Mais dans les rangs des cliniques, c’est avant tout ce traitement différencié qui a mis le feu aux poudres. « C’est extrêmement choquant, il n’y a jamais eu un tel écart », réagit Lamine Gharbi, patron de la Fédération de l’hospitalisation privée, qui représente 1 030 établissements à but lucratif. En 2023, les tarifs avaient crû de 5 % pour les cliniques, et de 7 % pour l’hôpital public.

« La croissance de l’activité du privé est forte et va logiquement soutenir les résultats financiers des établissements », s’est d’emblée justifié Frédéric Valletoux dans Les Echos du 27 mars. Sans convaincre les principaux intéressés. « On nous reproche notre activité plus soutenue, alors qu’on participe aussi à épurer la “dette” Covid », s’énerve Lamine Gharbi, qui alerte sur les fermetures d’activité en vue dans les établissements privés, où la tarification à l’activité représente plus de 90 % des revenus.

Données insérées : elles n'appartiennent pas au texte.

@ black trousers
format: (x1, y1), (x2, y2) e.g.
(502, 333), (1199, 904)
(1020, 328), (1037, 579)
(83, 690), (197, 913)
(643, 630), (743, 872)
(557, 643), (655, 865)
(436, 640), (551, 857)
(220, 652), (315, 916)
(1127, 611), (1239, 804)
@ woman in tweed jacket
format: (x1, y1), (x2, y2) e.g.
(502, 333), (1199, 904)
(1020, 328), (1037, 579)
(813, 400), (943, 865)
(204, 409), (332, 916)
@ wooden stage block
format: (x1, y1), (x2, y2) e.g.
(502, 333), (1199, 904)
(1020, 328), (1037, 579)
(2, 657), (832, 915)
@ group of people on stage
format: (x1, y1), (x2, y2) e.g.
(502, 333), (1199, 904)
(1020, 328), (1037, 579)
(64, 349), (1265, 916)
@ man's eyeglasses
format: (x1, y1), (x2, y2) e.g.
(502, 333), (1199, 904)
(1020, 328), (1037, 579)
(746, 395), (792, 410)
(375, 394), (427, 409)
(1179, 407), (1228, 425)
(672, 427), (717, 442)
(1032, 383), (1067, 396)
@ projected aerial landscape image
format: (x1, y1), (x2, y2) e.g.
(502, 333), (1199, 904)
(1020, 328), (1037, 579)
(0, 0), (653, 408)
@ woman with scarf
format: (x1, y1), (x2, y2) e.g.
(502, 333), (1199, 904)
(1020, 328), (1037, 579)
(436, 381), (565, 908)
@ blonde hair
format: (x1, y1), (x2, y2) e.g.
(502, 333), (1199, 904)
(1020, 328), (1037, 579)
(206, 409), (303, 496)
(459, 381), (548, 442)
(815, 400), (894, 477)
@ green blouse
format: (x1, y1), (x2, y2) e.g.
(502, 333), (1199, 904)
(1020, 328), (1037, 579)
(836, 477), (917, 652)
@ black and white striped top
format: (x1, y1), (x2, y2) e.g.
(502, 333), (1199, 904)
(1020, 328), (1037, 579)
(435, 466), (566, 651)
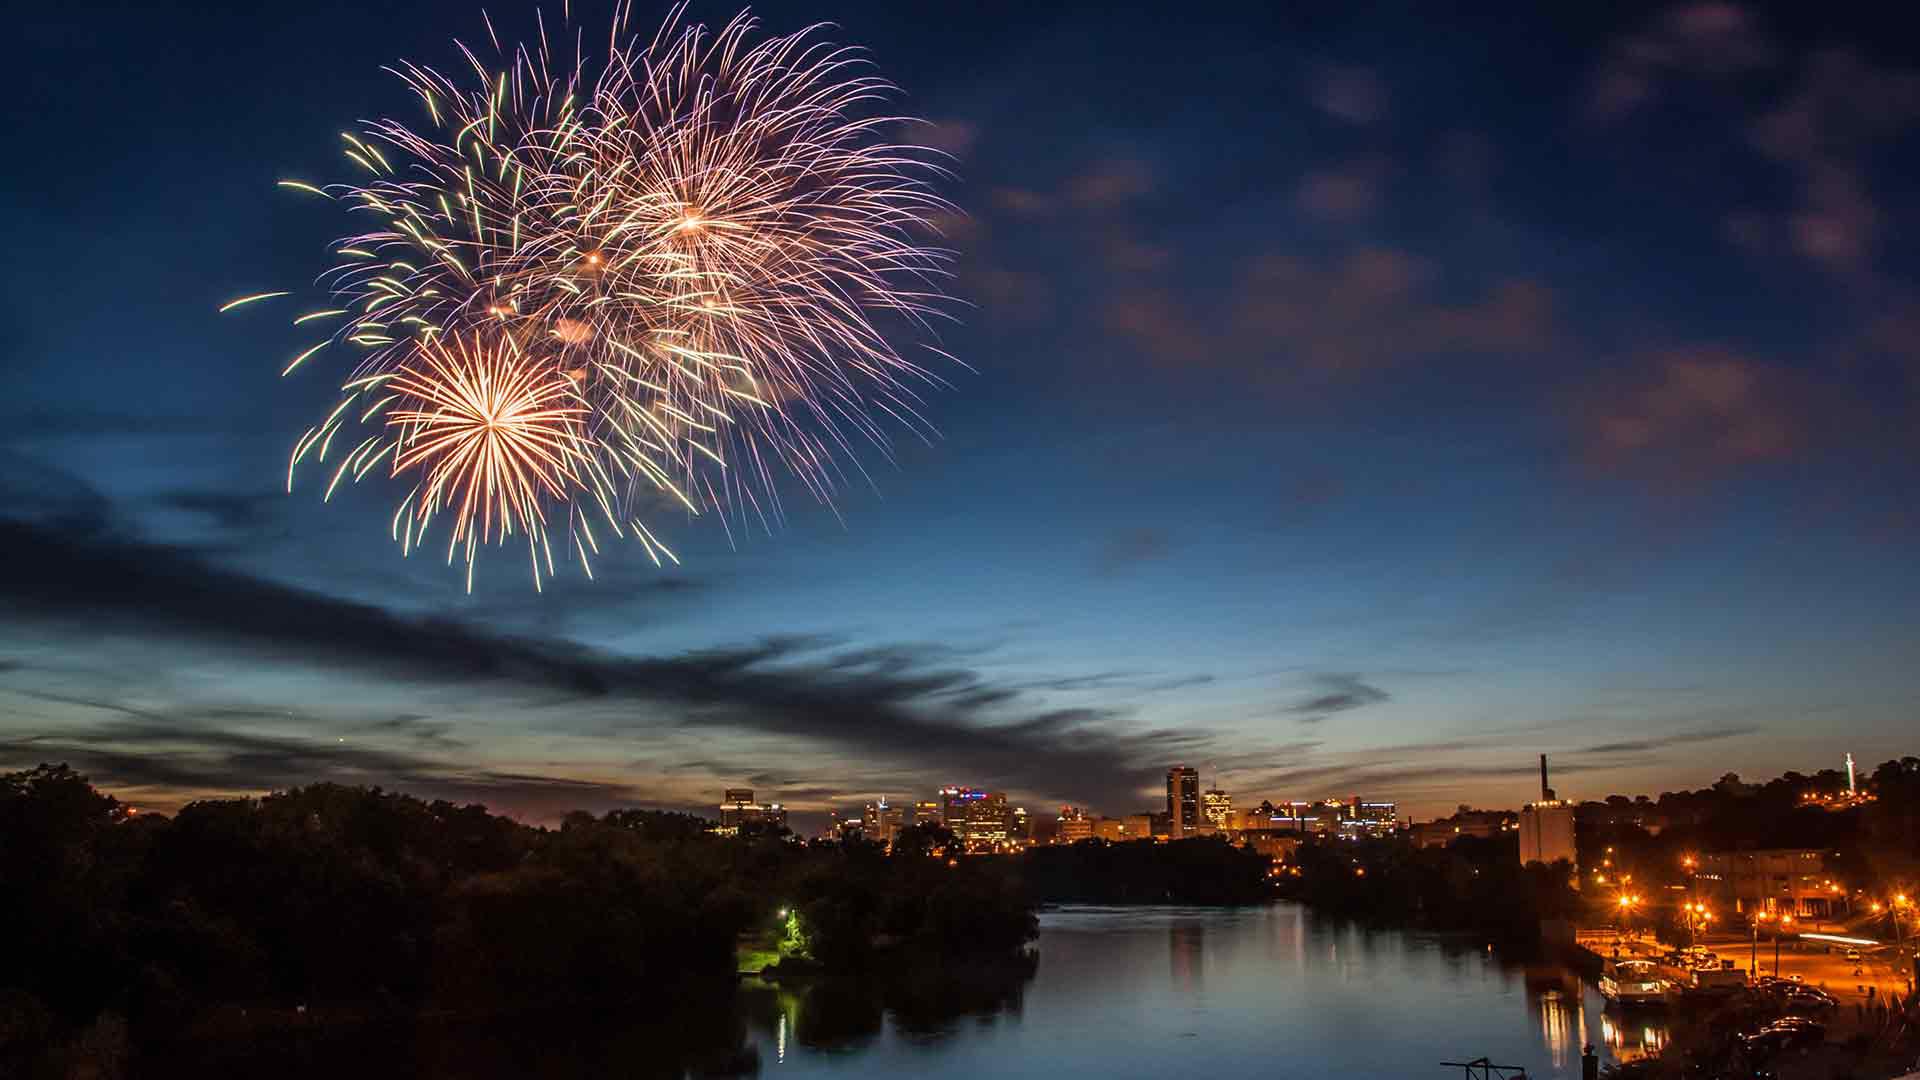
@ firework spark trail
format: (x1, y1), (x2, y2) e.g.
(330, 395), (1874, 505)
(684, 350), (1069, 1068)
(383, 332), (596, 590)
(229, 2), (957, 589)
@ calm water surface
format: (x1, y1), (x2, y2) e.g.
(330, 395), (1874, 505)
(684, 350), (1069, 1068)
(732, 904), (1663, 1078)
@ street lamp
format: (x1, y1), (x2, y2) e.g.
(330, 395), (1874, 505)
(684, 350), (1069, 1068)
(1750, 911), (1771, 976)
(1774, 913), (1793, 978)
(1683, 902), (1712, 949)
(1892, 894), (1913, 971)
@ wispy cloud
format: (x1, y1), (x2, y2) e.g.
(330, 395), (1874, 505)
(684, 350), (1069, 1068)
(1286, 673), (1391, 723)
(0, 514), (1215, 815)
(1581, 725), (1759, 755)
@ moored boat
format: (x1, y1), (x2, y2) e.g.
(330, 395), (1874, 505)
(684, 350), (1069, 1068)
(1598, 958), (1670, 1007)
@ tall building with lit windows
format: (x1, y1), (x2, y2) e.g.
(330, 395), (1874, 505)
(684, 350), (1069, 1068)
(938, 786), (970, 826)
(1201, 788), (1232, 829)
(1167, 766), (1200, 838)
(1349, 799), (1398, 839)
(1057, 806), (1094, 843)
(862, 799), (905, 845)
(938, 786), (1016, 851)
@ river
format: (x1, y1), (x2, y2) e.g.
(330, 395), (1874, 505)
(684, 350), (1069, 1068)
(168, 903), (1669, 1077)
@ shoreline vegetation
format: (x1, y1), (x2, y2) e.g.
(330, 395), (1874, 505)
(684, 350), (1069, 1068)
(1, 765), (1269, 1075)
(1273, 834), (1581, 944)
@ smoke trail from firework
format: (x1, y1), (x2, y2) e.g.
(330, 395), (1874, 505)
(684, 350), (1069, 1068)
(231, 3), (956, 589)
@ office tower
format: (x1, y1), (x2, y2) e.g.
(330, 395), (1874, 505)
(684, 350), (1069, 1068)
(1167, 766), (1200, 838)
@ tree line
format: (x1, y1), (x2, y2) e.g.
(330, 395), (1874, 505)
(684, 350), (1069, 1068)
(0, 764), (1037, 1067)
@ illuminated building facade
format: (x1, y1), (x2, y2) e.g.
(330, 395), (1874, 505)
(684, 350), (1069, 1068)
(1167, 765), (1200, 838)
(718, 788), (788, 833)
(1518, 755), (1577, 868)
(1202, 788), (1232, 829)
(863, 799), (905, 846)
(1223, 808), (1265, 831)
(1518, 802), (1575, 867)
(1341, 799), (1398, 839)
(939, 786), (1017, 851)
(1267, 801), (1330, 834)
(1057, 805), (1094, 843)
(1696, 849), (1848, 918)
(938, 786), (970, 826)
(965, 792), (1012, 849)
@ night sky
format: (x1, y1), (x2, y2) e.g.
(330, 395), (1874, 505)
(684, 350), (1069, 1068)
(6, 0), (1920, 830)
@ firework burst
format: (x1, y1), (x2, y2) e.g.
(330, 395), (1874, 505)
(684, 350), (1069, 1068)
(231, 2), (957, 589)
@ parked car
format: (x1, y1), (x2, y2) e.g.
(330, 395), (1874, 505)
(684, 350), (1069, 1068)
(1843, 948), (1862, 963)
(1779, 986), (1838, 1014)
(1740, 1017), (1824, 1057)
(1758, 972), (1812, 999)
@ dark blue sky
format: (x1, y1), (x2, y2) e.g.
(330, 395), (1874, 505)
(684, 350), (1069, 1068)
(4, 0), (1919, 826)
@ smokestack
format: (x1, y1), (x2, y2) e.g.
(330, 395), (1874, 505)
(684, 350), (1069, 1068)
(1540, 754), (1550, 802)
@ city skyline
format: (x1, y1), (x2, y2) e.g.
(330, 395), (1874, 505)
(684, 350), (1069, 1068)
(718, 749), (1873, 838)
(6, 1), (1920, 826)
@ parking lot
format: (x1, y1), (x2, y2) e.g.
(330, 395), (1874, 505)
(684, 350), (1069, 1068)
(1588, 929), (1913, 1003)
(1692, 936), (1913, 1003)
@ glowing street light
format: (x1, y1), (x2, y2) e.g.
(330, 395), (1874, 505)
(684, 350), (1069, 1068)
(1772, 913), (1794, 977)
(1750, 910), (1772, 975)
(1682, 901), (1714, 948)
(1615, 892), (1640, 939)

« Rattraper le sous-recours en médecine »
« Veut-on tuer l’hôpital privé ? », ont interpellé les patrons des trois principaux groupes, Ramsay Santé, Elsan et Vivalto Santé, jeudi 28 mars, soulignant que le privé prend en charge un Français sur deux pour une chirurgie. « On est en train d’être asphyxiés, ce n’est pas en affaiblissant l’hôpital privé que l’hôpital public ira mieux », a dénoncé Pascal Roché, directeur de Ramsay. « On n’en peut plus des caricatures et du mépris, a renchéri Sébastien Proto, à la tête d’Elsan. La première victime, ce sera le patient. » Lui et ses homologues, qui espéraient au minimum une progression de 3 %, appellent le gouvernement à « revoir sa copie ».

Au sein de l’hôpital public, où certains acteurs, comme les représentants des centres hospitaliers universitaires, avaient appelé à ce soutien ciblé quelques jours plus tôt, les arguments justifiant cette hausse ne manquent pas. Ces nouveaux tarifs doivent permettre de financer les mesures de revalorisation salariale de leurs personnels décidées par le gouvernement ces derniers mois (point d’indice dans la fonction publique, travail de nuit). « L’urgence est de rattraper le sous-recours en médecine et pour les chirurgies lourdes et complexes, soit des activités portées principalement dans le public et parmi les plus sous-financées », ajoute Vincent Roques, de la FHF, qui espère que ces + 4,3 % ne sont qu’un « premier pas ».

Quant à la reprise plus lente de l’activité dans le public, ses représentants arguent des contraintes particulières du secteur, qu’il s’agisse de la permanence des soins à assurer ou encore de la prise en charge plus importante de soins « non programmés ». Des arguments contestés par les acteurs du privé, qui mettent en avant leur « efficience ». Un débat récurrent désormais relancé, sous le signe des contraintes budgétaires.